Studio album by the Preatures
- Released: 30 September 2014
- Length: 38:13
- Label: Mosy; Universal Music Australia;
- Producer: Jim Eno; Jack Moffitt;

The Preatures chronology
| Is This How You Feel? (2013) | Blue Planet Eyes (2014) | Girlhood (2017) |

Singles from Blue Planet Eyes
- "Two Tone Melody" Released: 1 January 2014; "Somebody's Talking" Released: 2014; "Cruel" Released: 2015;

= Blue Planet Eyes =

Blue Planet Eyes is the debut studio album by Australian rock band the Preatures, released on 30 September 2014 through Mosy Recordings and Universal Music Australia.

Blue Planet Eyes debuted and peaked at number 4 on the ARIA Albums Chart and was certified gold in 2018. The single version of the song "It Gets Better", retitled "Better Than It Ever Could Be", was featured in the online setlist for Guitar Hero Live in 2015.

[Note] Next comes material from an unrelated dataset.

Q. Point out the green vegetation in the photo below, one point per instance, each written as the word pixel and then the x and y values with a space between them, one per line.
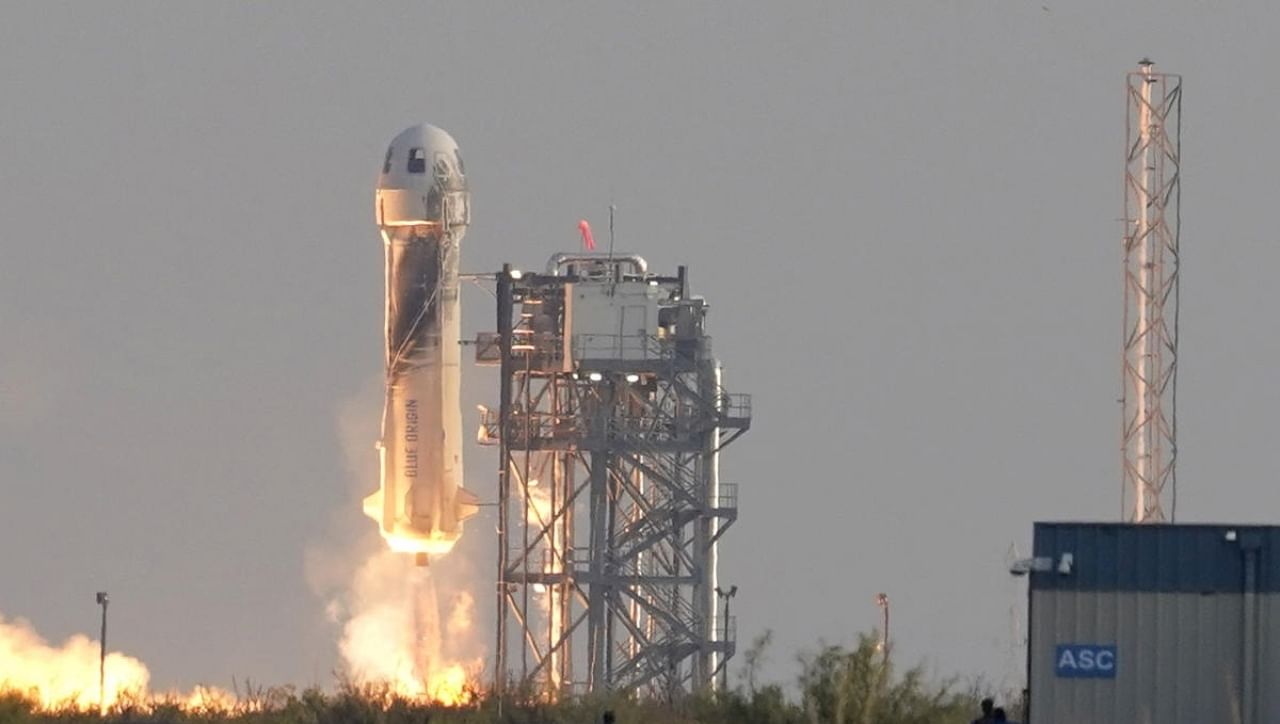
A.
pixel 836 686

The album includes their 2013 breakthrough single, "Is This How You Feel?".

Professional ratings
Review scores
| Source | Rating |
| AllMusic | Star |
| The Music | Star Half star |
| The Sydney Morning Herald | Star |

== Track listing ==

| No. | Title | Writer(s) | Length |
|---|---|---|---|
| 1. | "Blue Planet Eyes" | Isabella Manfredi; Jack Moffitt; | 3:04 |
| 2. | "Somebody's Talking" | Isabella Manfredi; Jack Moffitt; | 3:28 |
| 3. | "Is This How You Feel?" | Thomas Champion; Luke Davison; Manfredi; Moffitt; | 3:34 |
| 4. | "Ordinary" | Gideon Bensen; Champion; Davison; Manfredi; Moffitt; | 3:48 |
| 5. | "Two Tone Melody" | Isabella Manfredi; | 4:26 |
| 6. | "Rock and Roll Rave" | Bensen; Champion; Davison; Manfredi; Moffitt; | 3:50 |
| 7. | "Whatever You Want" | Manfredi; | 3:03 |
| 8. | "Cruel" | Bensen; Manfredi; Moffitt; | 2:58 |
| 9. | "It Gets Better" | Bensen; Champion; Davison; Manfredi; Moffitt; | 3:33 |
| 10. | "Business, Yeah" | Manfredi; | 2:53 |
| 11. | "Is This How You Feel?" (Classixx Remix) | Champion; Davison; Manfredi; Moffitt; | 3:36 |
| Total length: |  |  | 38:13 |

==Charts==
===Weekly charts===

| Chart (2014) | Peak position |
|---|---|
| Australian Albums (ARIA) | 4 |

===Year-end charts===

| Chart (2014) | Position |
|---|---|
| Australian Artist Albums (ARIA) | 48 |

==Certifications==

| Region | Certification | Certified units/sales |
| Australia (ARIA) | Gold | 35,000^{‡} |
^{‡} Sales+streaming figures based on certification alone.